The Princess And The Frog (2024)

“Your Highness,” the frog croaked, his voice surprisingly deep and weary. “I am not what I seem. I am Prince Caspian of the Silverwood, turned into this form by a spiteful swamp witch. The only cure… is to be granted a single, heartfelt wish by a princess. Will you help me?”

The frog, stunned but intrigued, agreed.

Elara ran to her workshop, the frog clinging to her collar. She pulled out the device she had been building for months—a delicate cage of brass and silver wire, with a polished ruby at its center. It was a wish-catcher, a machine she had designed using the frog’s lessons on binding knots and her own knowledge of resonant frequencies. The Princess And The Frog

Elara grinned. “I told you. Engineering.”

“Caspian,” she whispered. “The witch’s curse requires a ‘heartfelt wish by a princess.’ She assumed it meant a kiss. But a wish is just a promise made to the future.” The only cure… is to be granted a

Elara always nodded, kissed his cheek, and returned to her half-finished clockwork dragonflies.

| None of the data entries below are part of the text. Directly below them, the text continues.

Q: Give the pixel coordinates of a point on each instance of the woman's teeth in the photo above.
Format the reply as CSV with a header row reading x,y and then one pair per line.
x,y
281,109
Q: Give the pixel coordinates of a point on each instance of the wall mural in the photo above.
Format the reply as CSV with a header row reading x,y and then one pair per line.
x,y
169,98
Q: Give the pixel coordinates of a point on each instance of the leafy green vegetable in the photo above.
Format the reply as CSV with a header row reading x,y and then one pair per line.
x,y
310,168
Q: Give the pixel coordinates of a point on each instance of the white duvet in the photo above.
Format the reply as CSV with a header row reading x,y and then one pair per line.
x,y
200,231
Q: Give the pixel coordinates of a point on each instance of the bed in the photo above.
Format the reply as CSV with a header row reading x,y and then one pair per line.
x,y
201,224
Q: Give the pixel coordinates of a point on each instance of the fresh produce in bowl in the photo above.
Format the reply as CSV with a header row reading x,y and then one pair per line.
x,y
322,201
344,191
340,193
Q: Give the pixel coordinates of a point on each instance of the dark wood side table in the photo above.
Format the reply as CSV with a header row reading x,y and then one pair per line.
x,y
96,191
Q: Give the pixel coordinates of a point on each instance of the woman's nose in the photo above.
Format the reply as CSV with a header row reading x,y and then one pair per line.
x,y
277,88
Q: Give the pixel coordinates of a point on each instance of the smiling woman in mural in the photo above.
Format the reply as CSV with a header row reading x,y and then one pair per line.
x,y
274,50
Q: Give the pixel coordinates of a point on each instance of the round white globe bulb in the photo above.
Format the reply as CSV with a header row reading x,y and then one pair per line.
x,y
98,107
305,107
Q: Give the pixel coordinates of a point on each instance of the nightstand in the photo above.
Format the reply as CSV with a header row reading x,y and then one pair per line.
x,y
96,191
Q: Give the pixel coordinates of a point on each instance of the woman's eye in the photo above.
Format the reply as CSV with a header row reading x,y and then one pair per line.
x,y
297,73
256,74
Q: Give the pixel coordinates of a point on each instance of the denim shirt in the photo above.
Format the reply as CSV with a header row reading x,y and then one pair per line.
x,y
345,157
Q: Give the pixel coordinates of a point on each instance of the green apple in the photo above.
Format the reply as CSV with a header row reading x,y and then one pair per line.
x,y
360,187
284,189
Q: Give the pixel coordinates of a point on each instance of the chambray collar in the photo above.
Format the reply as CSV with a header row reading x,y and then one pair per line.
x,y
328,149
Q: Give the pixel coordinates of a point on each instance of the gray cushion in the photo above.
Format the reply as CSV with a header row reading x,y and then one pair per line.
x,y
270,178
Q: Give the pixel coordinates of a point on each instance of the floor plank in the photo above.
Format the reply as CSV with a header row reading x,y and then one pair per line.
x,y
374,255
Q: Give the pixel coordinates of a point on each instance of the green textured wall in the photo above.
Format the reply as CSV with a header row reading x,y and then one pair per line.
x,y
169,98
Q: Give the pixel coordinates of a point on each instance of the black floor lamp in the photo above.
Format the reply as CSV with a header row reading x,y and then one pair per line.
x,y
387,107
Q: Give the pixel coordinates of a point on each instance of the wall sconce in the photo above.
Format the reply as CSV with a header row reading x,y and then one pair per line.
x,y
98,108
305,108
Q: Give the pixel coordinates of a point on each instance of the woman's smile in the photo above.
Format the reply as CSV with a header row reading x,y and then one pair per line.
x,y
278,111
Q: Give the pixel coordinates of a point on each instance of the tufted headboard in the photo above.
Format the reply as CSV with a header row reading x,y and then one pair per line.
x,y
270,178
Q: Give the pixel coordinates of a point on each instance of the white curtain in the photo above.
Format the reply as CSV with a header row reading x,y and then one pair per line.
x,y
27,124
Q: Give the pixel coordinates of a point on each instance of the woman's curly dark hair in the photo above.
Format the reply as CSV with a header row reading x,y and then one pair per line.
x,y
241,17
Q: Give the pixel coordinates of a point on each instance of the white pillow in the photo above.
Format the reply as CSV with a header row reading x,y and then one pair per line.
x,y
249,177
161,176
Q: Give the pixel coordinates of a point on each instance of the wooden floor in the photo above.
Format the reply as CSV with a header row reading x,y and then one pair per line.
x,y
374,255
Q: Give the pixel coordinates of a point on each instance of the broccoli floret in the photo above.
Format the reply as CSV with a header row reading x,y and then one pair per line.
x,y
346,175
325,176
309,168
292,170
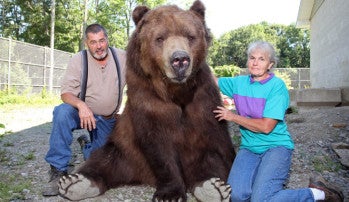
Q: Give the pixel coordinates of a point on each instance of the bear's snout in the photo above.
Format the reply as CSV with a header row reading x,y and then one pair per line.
x,y
180,61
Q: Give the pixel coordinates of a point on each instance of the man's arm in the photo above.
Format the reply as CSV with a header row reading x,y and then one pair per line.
x,y
87,120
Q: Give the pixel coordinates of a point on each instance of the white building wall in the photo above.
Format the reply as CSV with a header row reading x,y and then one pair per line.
x,y
329,55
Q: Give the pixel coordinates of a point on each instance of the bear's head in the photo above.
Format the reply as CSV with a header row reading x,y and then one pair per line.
x,y
169,43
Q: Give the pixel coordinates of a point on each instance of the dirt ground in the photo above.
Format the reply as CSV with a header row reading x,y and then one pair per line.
x,y
22,152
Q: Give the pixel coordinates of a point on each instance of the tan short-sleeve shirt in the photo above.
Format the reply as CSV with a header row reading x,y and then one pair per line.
x,y
102,83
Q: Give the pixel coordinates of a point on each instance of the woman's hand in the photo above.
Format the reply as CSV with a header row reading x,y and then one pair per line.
x,y
222,113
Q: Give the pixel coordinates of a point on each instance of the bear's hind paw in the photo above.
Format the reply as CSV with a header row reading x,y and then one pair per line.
x,y
77,187
213,190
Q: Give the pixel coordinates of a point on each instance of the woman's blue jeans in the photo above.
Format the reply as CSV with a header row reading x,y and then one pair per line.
x,y
65,121
261,177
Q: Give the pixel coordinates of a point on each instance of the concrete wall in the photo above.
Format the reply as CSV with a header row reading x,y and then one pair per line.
x,y
329,52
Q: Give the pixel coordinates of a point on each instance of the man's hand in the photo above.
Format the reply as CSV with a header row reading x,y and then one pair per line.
x,y
87,120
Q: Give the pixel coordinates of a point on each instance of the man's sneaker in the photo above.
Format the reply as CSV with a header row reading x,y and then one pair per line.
x,y
52,188
83,140
332,193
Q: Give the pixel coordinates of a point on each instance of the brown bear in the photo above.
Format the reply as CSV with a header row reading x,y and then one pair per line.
x,y
167,135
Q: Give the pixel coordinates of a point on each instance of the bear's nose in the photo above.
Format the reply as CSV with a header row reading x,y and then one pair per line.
x,y
180,62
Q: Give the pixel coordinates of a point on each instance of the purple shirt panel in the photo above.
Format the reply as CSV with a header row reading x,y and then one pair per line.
x,y
249,106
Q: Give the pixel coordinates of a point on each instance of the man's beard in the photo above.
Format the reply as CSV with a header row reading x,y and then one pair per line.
x,y
100,57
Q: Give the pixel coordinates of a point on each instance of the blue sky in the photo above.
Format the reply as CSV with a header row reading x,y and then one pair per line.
x,y
226,15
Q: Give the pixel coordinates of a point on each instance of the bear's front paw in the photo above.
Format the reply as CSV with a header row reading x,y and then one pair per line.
x,y
77,187
170,194
213,190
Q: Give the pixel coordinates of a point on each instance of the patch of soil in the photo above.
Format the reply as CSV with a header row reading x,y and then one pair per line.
x,y
314,130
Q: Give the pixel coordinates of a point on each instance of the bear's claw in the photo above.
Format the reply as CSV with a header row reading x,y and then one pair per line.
x,y
77,187
213,190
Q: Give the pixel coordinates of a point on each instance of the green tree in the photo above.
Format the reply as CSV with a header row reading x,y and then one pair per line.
x,y
291,43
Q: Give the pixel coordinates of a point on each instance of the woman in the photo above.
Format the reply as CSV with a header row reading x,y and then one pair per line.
x,y
263,162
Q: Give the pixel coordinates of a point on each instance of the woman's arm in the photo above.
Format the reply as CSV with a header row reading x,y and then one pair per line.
x,y
258,125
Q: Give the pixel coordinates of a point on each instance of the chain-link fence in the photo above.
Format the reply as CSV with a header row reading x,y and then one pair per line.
x,y
26,67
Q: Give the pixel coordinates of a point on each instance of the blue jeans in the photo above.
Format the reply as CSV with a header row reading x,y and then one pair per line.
x,y
65,121
261,177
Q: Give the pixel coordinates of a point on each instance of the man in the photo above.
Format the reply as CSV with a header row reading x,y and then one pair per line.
x,y
96,113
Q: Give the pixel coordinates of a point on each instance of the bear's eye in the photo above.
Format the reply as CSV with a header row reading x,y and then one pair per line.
x,y
191,38
159,39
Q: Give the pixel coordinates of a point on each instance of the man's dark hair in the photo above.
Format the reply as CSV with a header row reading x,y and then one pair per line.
x,y
95,28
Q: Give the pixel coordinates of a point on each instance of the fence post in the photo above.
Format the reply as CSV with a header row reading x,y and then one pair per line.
x,y
9,64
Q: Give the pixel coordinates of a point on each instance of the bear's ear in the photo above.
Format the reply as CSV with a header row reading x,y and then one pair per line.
x,y
138,13
199,8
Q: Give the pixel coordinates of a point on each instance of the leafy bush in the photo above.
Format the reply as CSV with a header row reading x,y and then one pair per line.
x,y
226,71
11,96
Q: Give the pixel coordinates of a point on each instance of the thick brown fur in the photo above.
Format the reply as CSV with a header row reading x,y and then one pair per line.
x,y
167,136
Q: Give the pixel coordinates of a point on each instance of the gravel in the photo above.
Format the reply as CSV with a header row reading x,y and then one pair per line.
x,y
22,152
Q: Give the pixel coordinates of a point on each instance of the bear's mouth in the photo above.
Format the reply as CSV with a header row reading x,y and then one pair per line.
x,y
180,62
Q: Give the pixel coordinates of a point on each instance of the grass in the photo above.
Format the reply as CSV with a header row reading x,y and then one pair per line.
x,y
11,97
10,100
13,187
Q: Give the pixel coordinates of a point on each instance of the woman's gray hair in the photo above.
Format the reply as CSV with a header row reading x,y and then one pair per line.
x,y
265,47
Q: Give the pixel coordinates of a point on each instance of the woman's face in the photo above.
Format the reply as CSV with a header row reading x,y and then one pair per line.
x,y
259,64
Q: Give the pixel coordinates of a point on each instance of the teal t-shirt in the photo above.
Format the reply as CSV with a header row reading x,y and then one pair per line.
x,y
257,99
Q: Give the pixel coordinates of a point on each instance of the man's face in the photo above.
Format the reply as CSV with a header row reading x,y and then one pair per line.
x,y
97,44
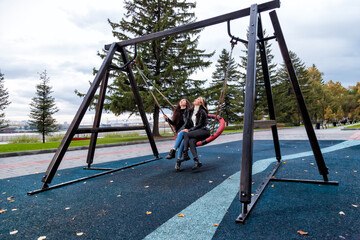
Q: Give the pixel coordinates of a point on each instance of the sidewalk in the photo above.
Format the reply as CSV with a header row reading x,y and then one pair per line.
x,y
38,163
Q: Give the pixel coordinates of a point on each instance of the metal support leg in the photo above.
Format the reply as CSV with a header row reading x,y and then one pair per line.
x,y
55,162
265,67
96,124
299,97
247,147
139,102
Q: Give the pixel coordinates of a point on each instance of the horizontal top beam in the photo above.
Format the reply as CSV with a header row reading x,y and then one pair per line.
x,y
196,25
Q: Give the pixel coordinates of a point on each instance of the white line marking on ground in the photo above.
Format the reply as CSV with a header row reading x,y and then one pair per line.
x,y
200,217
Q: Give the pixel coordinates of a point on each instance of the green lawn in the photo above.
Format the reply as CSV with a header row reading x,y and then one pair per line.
x,y
18,147
353,126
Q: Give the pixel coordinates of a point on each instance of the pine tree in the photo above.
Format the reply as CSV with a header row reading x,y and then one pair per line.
x,y
286,107
231,106
4,102
43,107
167,62
261,105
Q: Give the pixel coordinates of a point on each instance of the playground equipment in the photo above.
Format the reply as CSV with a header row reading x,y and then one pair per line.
x,y
256,38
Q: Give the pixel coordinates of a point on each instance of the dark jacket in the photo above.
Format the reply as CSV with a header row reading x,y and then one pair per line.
x,y
201,120
185,122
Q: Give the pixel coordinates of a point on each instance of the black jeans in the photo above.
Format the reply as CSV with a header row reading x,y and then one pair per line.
x,y
192,137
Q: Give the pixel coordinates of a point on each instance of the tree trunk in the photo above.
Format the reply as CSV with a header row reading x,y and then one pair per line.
x,y
156,132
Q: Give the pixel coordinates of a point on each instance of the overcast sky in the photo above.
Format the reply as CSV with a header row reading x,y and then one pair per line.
x,y
63,37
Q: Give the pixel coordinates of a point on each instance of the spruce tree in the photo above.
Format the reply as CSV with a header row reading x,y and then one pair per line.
x,y
261,106
231,107
286,107
43,107
4,102
167,62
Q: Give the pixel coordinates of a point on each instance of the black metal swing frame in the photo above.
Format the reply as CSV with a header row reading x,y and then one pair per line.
x,y
255,39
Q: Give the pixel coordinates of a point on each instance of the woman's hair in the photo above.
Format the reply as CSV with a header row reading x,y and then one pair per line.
x,y
203,105
177,112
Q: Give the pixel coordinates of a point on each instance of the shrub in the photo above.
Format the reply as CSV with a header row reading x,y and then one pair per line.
x,y
25,139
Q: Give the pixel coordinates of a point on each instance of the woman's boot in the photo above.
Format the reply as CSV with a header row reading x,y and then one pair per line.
x,y
197,164
185,156
171,154
177,165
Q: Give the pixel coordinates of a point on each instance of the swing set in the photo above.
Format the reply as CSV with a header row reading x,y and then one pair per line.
x,y
255,40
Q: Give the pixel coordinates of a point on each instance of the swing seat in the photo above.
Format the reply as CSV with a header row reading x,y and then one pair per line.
x,y
219,130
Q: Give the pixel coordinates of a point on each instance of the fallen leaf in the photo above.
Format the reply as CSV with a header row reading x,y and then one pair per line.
x,y
302,232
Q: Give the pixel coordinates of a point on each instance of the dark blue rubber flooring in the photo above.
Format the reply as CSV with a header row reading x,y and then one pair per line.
x,y
114,206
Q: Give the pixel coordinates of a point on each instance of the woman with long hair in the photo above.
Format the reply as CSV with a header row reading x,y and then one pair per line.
x,y
181,119
197,133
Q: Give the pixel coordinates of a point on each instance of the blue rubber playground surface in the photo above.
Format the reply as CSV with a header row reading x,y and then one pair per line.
x,y
152,201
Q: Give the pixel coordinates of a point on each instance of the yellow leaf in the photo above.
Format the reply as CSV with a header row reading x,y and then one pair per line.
x,y
14,232
302,232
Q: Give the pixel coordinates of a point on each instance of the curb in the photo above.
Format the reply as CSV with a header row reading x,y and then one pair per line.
x,y
34,152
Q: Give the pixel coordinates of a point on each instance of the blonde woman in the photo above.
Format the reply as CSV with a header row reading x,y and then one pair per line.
x,y
197,133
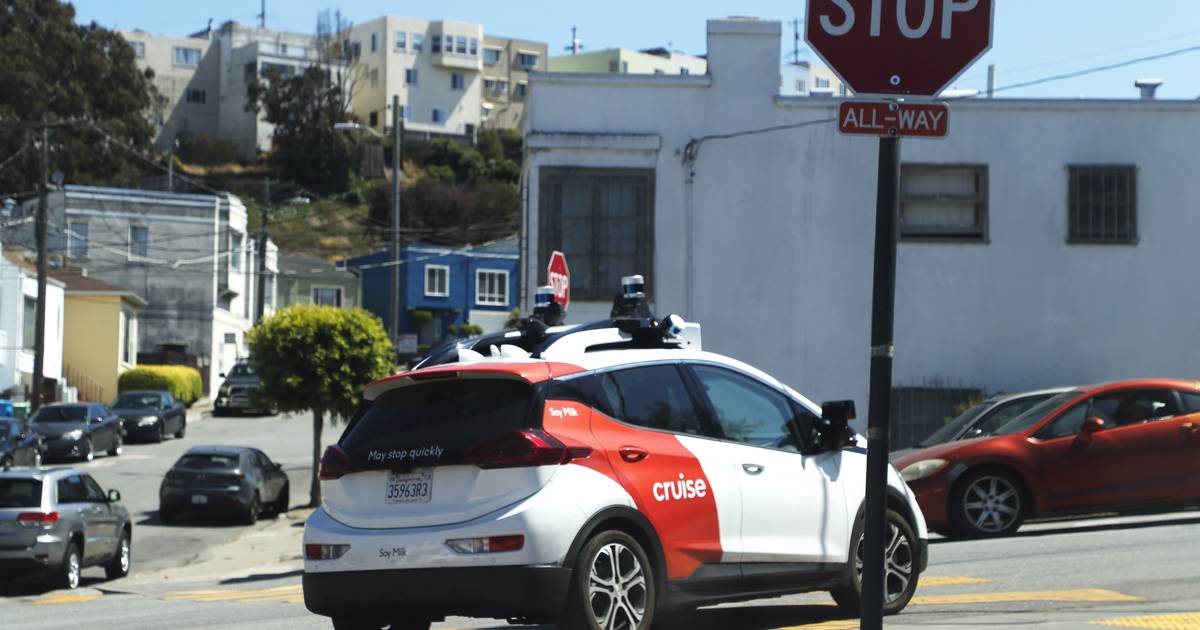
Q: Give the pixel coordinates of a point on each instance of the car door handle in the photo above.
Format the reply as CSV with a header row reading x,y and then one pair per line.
x,y
633,454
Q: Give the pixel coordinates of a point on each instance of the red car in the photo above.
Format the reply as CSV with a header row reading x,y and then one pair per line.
x,y
1117,445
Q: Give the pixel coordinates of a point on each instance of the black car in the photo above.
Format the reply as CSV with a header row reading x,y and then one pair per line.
x,y
18,445
150,415
223,479
77,430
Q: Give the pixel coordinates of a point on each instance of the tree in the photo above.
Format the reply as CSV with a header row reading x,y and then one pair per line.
x,y
318,358
57,70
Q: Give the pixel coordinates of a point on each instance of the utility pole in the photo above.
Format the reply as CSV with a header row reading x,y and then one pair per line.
x,y
397,159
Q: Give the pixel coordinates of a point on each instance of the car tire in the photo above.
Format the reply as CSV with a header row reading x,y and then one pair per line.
x,y
69,573
251,515
988,504
900,567
119,567
615,559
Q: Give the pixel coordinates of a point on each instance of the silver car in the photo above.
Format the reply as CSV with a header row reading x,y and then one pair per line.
x,y
57,521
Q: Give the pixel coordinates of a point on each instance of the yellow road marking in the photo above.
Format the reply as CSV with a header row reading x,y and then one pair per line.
x,y
1079,594
1185,621
67,599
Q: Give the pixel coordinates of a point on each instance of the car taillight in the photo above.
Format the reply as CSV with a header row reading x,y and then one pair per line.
x,y
37,519
525,448
334,463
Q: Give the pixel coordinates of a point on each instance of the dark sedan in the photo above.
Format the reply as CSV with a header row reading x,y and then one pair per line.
x,y
150,415
76,431
18,445
223,479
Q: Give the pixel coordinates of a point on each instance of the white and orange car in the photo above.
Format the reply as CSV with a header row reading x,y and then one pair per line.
x,y
592,477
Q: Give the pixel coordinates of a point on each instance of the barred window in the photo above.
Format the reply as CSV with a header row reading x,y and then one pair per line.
x,y
1103,204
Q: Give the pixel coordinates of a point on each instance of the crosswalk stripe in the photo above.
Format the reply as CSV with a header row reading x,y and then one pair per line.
x,y
1185,621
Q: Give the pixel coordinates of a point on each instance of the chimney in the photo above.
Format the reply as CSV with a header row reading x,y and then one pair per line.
x,y
1147,87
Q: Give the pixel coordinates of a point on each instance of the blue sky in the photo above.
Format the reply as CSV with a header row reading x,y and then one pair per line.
x,y
1033,39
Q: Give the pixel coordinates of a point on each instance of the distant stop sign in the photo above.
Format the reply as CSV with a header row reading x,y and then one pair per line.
x,y
899,47
559,277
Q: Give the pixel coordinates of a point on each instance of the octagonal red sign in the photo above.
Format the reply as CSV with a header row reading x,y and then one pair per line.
x,y
899,47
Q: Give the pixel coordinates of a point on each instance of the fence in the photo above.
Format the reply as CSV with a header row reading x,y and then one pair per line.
x,y
917,411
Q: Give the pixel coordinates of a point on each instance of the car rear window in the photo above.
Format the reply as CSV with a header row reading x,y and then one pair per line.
x,y
436,423
208,462
21,493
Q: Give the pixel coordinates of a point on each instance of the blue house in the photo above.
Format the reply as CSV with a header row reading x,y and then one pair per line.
x,y
444,286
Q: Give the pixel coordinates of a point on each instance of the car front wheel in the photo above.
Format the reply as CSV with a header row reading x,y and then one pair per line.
x,y
612,586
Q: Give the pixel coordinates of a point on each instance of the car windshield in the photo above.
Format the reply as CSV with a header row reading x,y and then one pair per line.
x,y
1036,413
241,370
21,493
957,425
208,462
137,401
75,413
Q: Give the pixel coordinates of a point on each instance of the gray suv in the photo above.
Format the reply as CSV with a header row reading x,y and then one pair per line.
x,y
57,521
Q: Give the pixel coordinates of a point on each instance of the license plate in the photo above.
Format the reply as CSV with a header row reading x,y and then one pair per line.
x,y
411,487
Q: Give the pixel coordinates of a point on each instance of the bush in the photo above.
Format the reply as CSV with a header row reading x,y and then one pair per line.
x,y
184,383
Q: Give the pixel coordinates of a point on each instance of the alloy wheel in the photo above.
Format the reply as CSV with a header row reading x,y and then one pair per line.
x,y
991,504
617,588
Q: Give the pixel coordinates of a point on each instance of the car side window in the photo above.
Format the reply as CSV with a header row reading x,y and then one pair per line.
x,y
1069,423
655,397
71,490
748,411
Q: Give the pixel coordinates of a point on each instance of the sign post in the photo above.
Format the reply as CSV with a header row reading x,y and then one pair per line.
x,y
895,49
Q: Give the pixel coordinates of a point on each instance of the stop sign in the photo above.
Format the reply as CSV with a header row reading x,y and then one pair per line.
x,y
559,277
899,47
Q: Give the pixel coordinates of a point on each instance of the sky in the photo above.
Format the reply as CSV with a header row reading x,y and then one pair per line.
x,y
1032,39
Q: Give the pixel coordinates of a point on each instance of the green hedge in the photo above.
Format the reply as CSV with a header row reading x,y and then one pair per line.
x,y
184,383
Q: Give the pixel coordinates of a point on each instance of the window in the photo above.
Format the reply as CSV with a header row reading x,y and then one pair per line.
x,y
655,397
139,241
29,323
1103,204
77,239
491,287
186,57
527,60
327,295
437,281
603,220
747,411
941,202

The swamp witch shrieked and dissolved into a puddle of sour mud. The King, watching from the doorway, let out a long, slow breath. She pulled out the device she had been

Once upon a time, in the lush, sun-drenched kingdom of Orleans, there lived a princess named Elara. She was not the kind of princess who sighed over suitors or spent her days admiring her reflection in silvered glass. Elara was a tinkerer, a dreamer of gears and springs, and she much preferred the quiet clatter of her workshop to the stiff formality of the throne room.

When it faded, the frog was gone. Standing in the cage, blinking in confusion, was a young man with dark, clever eyes and hands stained with ink and soil—the marks of a natural philosopher. He was no shining, armor-clad prince. He looked like someone who had just crawled out of a bog and was terribly sorry about it.